Picture Ja Rule and 50 Cent having a sexy full grown love child son...He's on my bus right now, wearing an outside jacket with no shirt underneath. My fashion sense and libido are fighting it out.I'll keep you posted on who wins.
i thought i was pinching her nipple. It was her mole
She actually said during sex "the only thing that would make this more perfect is if we were listening to Lenny Kravitz"
So, obviously, you had to give a fake number this morning.
Yes. Also, we may never be able to go back to that bar again.
Now would be a good time to set your alarm to pick me up from jail in the morning.
Dude you didn't move for like 2 hours then suddenly sang the chorus to ghetto superstar and passed back out
Whoever brought the pigeon, please come and remove it from my living room.
Random memory from the wedding, the bartender showed us how to open the windows and piss out of them.
Love is....waiting for your girl to throw up her shot in the bathroom...then handing her her beer. Game face.

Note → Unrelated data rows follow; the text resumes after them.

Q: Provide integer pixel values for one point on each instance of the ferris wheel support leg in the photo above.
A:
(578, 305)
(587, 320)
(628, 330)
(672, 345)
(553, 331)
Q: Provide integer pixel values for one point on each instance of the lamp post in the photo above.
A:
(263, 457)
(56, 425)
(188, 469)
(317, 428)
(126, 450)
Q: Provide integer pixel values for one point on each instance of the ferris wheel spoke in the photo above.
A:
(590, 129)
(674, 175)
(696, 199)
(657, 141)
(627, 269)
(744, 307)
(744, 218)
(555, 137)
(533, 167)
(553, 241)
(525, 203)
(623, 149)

god. I was just thinkin about the fact that there was a time in our life when we didn't drink.
I convinced a shit ton of people I was a russian foreign exchange student to get free drinks. I knew learning those accents would come in handy.
Dude. If I met a dinosaur right now. we'd totally be on the same page. Brainwaves and shit.

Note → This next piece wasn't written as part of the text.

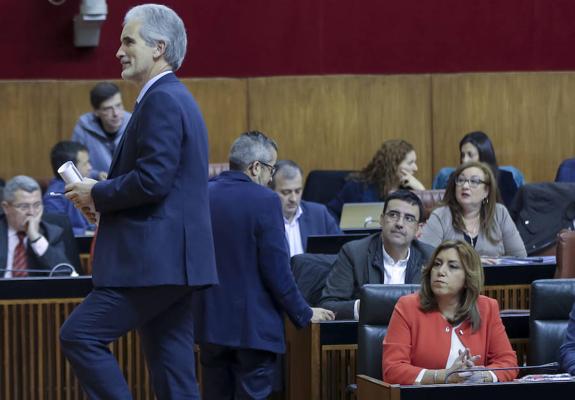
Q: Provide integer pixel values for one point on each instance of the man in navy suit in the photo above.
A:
(239, 323)
(154, 243)
(301, 218)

i was really hopeful that i could make it to the end of the semester without doing something stupid enough to destroy our relationship but i guess i was wrong..........thanks vodka
The alcohol tastes like we did a beer run at the nail salon
Hey know anyone who wants 58 lbs of whole frozen chickens for a couple bowls?
Fuck this. I'm adopting 12 cats and naming them after the 12 disciples. Maybe Jesus will have sympathy for me then.